I guess it's evident I'm in a foul mood. Fujitsu hasn't called, so we're still on hold on the whole moving to hawaii thing. I interviewed at NASA the other day, but managed, like a complete asshole, to be almost an hour late for the interview. I did pretty well on the technical part of it, but everyone was late and running around irritated that I had put my interview into the middle of their day. So I'm not crossing my fingers.
Somebody also recently asked me for my opinion on company blogging policy. I'd just like to point out this link, which I think zhaoway found first:
And then my friend Colin had to come along and point me at this. Ugh. I'm not the blogging posterboy. And again, I hate that word. But I do want to repeat here, what I said to him, because I do believe it is important.
it's entirely moot. think about it. regardless of whether it's free speech, or whether it's libel against the company, or divulging secrets, companies need to have policies on the subject because people are going to continue to do it. and they need to have policies that make their employees feel like they're part of a company that cares about them or they will FORCE their employees to blog negatively about them. oroboros, my friend.
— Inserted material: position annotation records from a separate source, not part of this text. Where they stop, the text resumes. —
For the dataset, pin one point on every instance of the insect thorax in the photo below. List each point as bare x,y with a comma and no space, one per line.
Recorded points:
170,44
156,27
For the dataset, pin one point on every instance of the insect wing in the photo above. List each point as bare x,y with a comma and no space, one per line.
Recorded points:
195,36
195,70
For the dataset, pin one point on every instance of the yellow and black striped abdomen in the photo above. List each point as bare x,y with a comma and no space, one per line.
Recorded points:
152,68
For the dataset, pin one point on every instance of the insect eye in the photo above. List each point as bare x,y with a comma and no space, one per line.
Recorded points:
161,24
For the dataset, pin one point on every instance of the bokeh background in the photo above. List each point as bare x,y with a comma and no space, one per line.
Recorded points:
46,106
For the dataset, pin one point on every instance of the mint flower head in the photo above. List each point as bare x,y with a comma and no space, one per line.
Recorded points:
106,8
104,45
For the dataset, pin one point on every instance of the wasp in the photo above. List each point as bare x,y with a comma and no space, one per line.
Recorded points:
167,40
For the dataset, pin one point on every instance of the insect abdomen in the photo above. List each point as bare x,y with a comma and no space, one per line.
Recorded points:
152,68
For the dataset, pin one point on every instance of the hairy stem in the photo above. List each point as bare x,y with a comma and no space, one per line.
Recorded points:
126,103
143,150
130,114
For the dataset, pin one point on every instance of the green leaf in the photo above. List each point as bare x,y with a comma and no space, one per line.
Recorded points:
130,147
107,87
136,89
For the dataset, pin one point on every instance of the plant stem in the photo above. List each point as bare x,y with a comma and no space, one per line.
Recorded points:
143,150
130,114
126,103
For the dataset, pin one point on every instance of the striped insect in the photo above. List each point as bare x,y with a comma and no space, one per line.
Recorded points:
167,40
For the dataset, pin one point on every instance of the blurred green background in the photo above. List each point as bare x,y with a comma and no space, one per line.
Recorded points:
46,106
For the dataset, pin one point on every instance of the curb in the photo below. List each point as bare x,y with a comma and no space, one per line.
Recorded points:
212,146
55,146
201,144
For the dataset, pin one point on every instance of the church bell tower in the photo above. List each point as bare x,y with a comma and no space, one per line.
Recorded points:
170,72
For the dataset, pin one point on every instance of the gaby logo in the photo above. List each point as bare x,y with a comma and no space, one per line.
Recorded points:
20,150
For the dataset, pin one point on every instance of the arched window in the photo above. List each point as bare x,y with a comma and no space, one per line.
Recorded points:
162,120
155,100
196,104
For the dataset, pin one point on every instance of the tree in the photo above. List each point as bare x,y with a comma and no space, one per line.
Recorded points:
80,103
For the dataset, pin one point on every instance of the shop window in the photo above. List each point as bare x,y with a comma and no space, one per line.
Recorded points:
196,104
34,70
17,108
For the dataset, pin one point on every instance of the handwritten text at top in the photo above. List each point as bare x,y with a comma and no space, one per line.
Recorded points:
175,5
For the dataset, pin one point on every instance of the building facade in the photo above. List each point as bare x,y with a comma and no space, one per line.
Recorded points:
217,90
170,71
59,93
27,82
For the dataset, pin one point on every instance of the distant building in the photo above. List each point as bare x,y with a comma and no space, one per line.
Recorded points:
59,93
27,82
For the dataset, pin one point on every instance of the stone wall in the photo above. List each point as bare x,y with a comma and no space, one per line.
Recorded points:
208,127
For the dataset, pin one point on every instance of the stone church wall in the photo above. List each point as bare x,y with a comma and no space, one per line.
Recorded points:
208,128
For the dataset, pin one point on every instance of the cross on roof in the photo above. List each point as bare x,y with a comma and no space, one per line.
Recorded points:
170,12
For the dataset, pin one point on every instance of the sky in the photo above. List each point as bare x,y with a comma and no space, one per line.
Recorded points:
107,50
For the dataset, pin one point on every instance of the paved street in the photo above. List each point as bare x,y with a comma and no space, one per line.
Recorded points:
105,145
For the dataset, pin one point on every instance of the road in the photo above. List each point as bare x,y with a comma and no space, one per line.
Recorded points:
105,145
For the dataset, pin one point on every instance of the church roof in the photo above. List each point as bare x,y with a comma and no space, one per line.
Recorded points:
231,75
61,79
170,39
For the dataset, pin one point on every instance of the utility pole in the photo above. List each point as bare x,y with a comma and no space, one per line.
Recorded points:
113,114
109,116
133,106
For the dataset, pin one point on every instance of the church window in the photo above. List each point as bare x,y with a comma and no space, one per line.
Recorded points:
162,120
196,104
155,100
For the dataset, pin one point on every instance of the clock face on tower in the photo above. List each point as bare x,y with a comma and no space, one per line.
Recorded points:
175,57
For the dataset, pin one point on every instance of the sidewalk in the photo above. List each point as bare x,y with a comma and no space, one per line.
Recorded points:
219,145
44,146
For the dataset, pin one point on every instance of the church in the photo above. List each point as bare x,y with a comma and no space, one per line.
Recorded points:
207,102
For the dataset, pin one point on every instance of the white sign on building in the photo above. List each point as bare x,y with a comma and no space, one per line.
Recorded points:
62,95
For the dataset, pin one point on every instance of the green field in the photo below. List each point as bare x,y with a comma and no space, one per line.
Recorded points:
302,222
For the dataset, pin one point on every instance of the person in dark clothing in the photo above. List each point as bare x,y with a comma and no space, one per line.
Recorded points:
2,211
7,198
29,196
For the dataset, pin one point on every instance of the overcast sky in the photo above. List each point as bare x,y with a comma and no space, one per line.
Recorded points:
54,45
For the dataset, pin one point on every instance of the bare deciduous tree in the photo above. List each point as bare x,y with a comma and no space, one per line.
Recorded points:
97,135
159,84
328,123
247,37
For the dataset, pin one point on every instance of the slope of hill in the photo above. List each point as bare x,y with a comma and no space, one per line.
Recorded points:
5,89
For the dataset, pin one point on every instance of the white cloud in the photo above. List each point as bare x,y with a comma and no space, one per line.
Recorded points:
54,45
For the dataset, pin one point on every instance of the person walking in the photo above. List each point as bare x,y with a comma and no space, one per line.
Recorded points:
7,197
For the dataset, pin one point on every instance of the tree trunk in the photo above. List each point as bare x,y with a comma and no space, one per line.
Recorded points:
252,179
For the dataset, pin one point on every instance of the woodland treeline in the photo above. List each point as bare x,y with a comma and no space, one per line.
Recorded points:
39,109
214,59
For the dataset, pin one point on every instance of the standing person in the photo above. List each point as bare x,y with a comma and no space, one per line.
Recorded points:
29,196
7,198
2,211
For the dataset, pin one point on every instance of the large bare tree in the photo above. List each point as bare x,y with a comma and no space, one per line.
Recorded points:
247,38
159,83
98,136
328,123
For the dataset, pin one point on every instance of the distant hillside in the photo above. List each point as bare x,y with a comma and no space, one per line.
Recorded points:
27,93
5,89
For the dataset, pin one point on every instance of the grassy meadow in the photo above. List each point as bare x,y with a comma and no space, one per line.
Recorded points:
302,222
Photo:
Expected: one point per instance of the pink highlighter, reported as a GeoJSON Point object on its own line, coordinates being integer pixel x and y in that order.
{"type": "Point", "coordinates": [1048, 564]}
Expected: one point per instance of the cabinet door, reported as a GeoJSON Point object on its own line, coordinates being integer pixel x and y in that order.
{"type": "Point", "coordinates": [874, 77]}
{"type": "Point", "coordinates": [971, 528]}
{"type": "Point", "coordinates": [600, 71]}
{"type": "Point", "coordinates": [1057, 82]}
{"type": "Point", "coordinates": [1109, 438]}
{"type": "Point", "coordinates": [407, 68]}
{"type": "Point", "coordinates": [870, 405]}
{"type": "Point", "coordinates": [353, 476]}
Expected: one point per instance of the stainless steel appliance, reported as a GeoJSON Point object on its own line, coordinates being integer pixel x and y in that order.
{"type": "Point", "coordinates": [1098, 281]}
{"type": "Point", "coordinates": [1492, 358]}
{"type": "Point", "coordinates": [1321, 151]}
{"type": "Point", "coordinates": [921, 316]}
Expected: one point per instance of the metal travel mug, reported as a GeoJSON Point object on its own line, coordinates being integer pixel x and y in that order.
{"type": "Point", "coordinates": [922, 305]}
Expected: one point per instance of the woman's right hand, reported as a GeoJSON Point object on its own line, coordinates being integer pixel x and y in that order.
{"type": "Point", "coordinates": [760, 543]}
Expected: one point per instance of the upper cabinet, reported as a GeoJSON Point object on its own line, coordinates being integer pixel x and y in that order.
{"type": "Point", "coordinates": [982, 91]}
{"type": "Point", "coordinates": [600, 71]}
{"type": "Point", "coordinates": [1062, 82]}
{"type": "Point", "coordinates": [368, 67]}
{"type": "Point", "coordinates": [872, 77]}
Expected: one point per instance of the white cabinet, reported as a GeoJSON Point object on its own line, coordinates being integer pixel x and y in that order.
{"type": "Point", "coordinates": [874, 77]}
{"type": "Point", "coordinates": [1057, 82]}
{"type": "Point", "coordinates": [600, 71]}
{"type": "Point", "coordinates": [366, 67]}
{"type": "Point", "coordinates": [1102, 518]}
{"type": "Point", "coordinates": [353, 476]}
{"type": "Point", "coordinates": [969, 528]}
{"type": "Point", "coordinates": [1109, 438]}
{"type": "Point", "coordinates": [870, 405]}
And so here ends another useless rant about joblessness and weblogging and all that other drivel. I wish I had some better news to report, but I don't. Rest assured, if I hear good news from anyone, advogato will be somewhere in line to hear it.
I fucking hate software.Let me start with memory usage. To round out the top ten, on my powerbook, with a gig of ram (which has allocated 8.9gb (!!!) of swap to defend itself):
- Finder 1.2gb
- firefox 678mb
- Photoshop CS 380mb
- "WindowServer" 332mb
- Word 2004 314mb
- Keynote 308mb
- iPhoto 295mb
- Pages 264mb
- "ATSServer" 234mb
- iTunes 230mb
Now, Photoshop, I expect that from. And even iPhoto -- it's got a lot of stuff to keep track of. And iTunes is playing some music (Jah Wobble incidentally), and keeping track of 11,000 tracks. But what the fuck is the finder's problem? Or firefox's? What bugs me is I could buy another gig of ram for my powerbook and I'd still be equally fucked.
Now, I'm gonna rant a little different. I got iWork 05 recently, and was thrilled to death to have Pages so I no longer have to use Word, which is slow, and hideous. I decided, being prudent and jobless, it might be a good time to update my resume. My resume has gotten kind of cluttered over the years. It's gotten me a few jobs, but it is really time to make a resume that I like. So I made one. In pages. And yay, it turned out okay in PDF too. But every fucking recruiter and HR droid on the planet wants MS Word. So, I export from Pages to Word, and get this garbage. It's totally goddamn fubar. And if I sent that to a catbert, I'd get laughed at. I certainly wouldn't get the job. And that same catbert wouldn't take a pdf. So I wasted my damn time making a resume I liked, and I suppose I'll just have to go with the resume that "seems to work" and hate it.
Some bitches better start calling me about some jobs. Real damn soon.
Ah. After Jah Wobble came Underworld. Cups is good. Will have some more of my Aberlour and perhaps drown my misery in progressive house and scotch. I'd say "fuck all y'all", but it isn't really your fault. We're all here because we like software, and want to see it suck less. I just wish we were there NOW.